6. En troisième lieu, les dispositions du code de l'entrée et du séjour des étrangers et du droit d'asile relatives aux différents titres de séjour qui peuvent être délivrés aux étrangers en général et aux conditions de leur délivrance s'appliquent, ainsi que le rappelle l'article L. 111-2 du même code, " sous réserve des conventions internationales ". Aux termes de l'article 9 de la convention franco-ivoirienne du 21 septembre 1992 relative à la circulation et au séjour des personnes : " Les ressortissants de chacun des Etats contractants désireux de poursuivre des études supérieures ou d'effectuer un stage de formation de niveau supérieur sur le territoire de l'autre Etat doivent, outre le visa de long séjour prévu à l'article 4, justifier d'une attestation d'inscription ou de préinscription dans l'établissement d'enseignement choisi, ou d'une attestation d'accueil de l'établissement où s'effectue le stage, ainsi que, dans tous les cas, de moyens d'existence suffisants. Les intéressés reçoivent un titre de séjour temporaire portant la mention " étudiant ". Ce titre de séjour est renouvelé annuellement sur justification de la poursuite effective des études ou du stage et de la possession de moyens d'existence suffisants. Ces dispositions ne font pas obstacle à la possibilité d'effectuer dans l'autre Etat d'autres types d'études ou de stages de formation dans les conditions prévues par la législation applicable. ". Aux termes de l'article 14 de la même convention: " Les points non traités par la convention en matière d'entrée et de séjour des étrangers sont régis par les législations respectives des deux États ". Aux termes de l'article L. 313-7 du code de l'entrée et du séjour des étrangers et du droit d'asile dans sa rédaction alors applicable : " I.- La carte de séjour temporaire accordée à l'étranger qui établit qu'il suit en France un enseignement ou qu'il y fait des études et qui justifie qu'il dispose de moyens d'existence suffisants porte la mention "étudiant". (...) ".

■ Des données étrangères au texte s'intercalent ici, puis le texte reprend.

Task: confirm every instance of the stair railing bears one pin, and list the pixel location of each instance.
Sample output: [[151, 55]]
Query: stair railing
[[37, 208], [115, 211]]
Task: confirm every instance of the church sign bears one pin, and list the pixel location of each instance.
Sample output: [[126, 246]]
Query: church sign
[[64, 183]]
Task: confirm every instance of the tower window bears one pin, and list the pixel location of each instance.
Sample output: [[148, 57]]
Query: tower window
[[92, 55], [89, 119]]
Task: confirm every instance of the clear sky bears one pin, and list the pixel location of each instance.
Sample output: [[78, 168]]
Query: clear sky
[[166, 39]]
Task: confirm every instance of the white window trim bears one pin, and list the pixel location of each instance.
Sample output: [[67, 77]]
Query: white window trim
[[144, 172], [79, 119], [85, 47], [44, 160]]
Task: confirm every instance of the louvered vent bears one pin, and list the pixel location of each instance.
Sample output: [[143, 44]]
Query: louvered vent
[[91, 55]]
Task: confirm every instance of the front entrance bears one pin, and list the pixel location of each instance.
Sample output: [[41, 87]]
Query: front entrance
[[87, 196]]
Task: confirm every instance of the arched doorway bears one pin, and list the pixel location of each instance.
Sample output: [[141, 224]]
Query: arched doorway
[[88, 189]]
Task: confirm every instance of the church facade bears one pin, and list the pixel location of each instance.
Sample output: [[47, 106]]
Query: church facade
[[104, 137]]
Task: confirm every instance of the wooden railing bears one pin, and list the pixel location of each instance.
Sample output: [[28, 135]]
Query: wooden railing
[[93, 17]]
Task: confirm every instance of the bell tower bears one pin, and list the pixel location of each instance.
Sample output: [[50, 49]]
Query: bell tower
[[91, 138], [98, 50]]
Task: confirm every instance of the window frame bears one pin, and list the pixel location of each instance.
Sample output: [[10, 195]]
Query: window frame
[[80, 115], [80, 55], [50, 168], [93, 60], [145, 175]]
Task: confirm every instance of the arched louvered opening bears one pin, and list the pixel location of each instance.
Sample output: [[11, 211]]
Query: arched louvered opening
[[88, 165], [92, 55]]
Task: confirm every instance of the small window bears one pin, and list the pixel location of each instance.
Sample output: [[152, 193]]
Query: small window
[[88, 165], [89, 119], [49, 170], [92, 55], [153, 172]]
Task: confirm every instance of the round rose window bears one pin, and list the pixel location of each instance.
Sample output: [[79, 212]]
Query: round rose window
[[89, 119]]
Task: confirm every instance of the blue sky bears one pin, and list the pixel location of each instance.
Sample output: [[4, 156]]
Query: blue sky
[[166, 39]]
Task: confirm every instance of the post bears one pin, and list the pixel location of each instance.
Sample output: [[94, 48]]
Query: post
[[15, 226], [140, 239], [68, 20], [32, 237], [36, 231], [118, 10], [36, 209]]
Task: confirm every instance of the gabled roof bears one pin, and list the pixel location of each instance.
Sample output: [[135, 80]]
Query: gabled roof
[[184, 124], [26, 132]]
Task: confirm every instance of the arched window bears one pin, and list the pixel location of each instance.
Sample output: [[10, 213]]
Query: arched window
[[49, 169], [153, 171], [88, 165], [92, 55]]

7. Il résulte des stipulations précitées de l'article 14 de la convention franco-ivoirienne que l'article L. 313-7 du code de l'entrée et du séjour des étrangers et du droit d'asile n'est pas applicable aux ressortissants ivoiriens désireux de poursuivre leurs études en France, dont la situation est régie par l'article 9 de cette convention. Par suite, la décision du 17 décembre 2018 du préfet du Calvados ne pouvait être prise sur le fondement de l'article L. 313-7 du code de l'entrée et du séjour des étrangers et du droit d'asile.
8. Toutefois, lorsqu'il constate que la décision contestée devant lui aurait pu être prise, en vertu du même pouvoir d'appréciation, sur le fondement d'un autre texte que celui dont la méconnaissance est invoquée, le juge de l'excès de pouvoir peut substituer ce fondement à celui qui a servi de base légale à la décision attaquée, sous réserve que l'intéressé ait disposé des garanties dont est assortie l'application du texte sur le fondement duquel la décision aurait dû être prononcée. En l'espèce, la décision de refus de délivrance du titre de séjour portant la mention " étudiant " contestée trouve son fondement légal dans les stipulations de l'article 9 de la convention franco-ivoirienne. Ces stipulations peuvent être substituées à celles de l'article L. 313-7 du code de l'entrée et du séjour des étrangers et du droit d'asile dès lors que cette substitution de base légale n'a pas pour effet de priver M. A... d'une garantie et que l'administration dispose du même pouvoir d'appréciation pour appliquer l'un ou l'autre de ces deux textes. Par conséquent, il y a lieu de procéder à cette substitution de base légale et d'écarter le moyen tiré de l'erreur de droit.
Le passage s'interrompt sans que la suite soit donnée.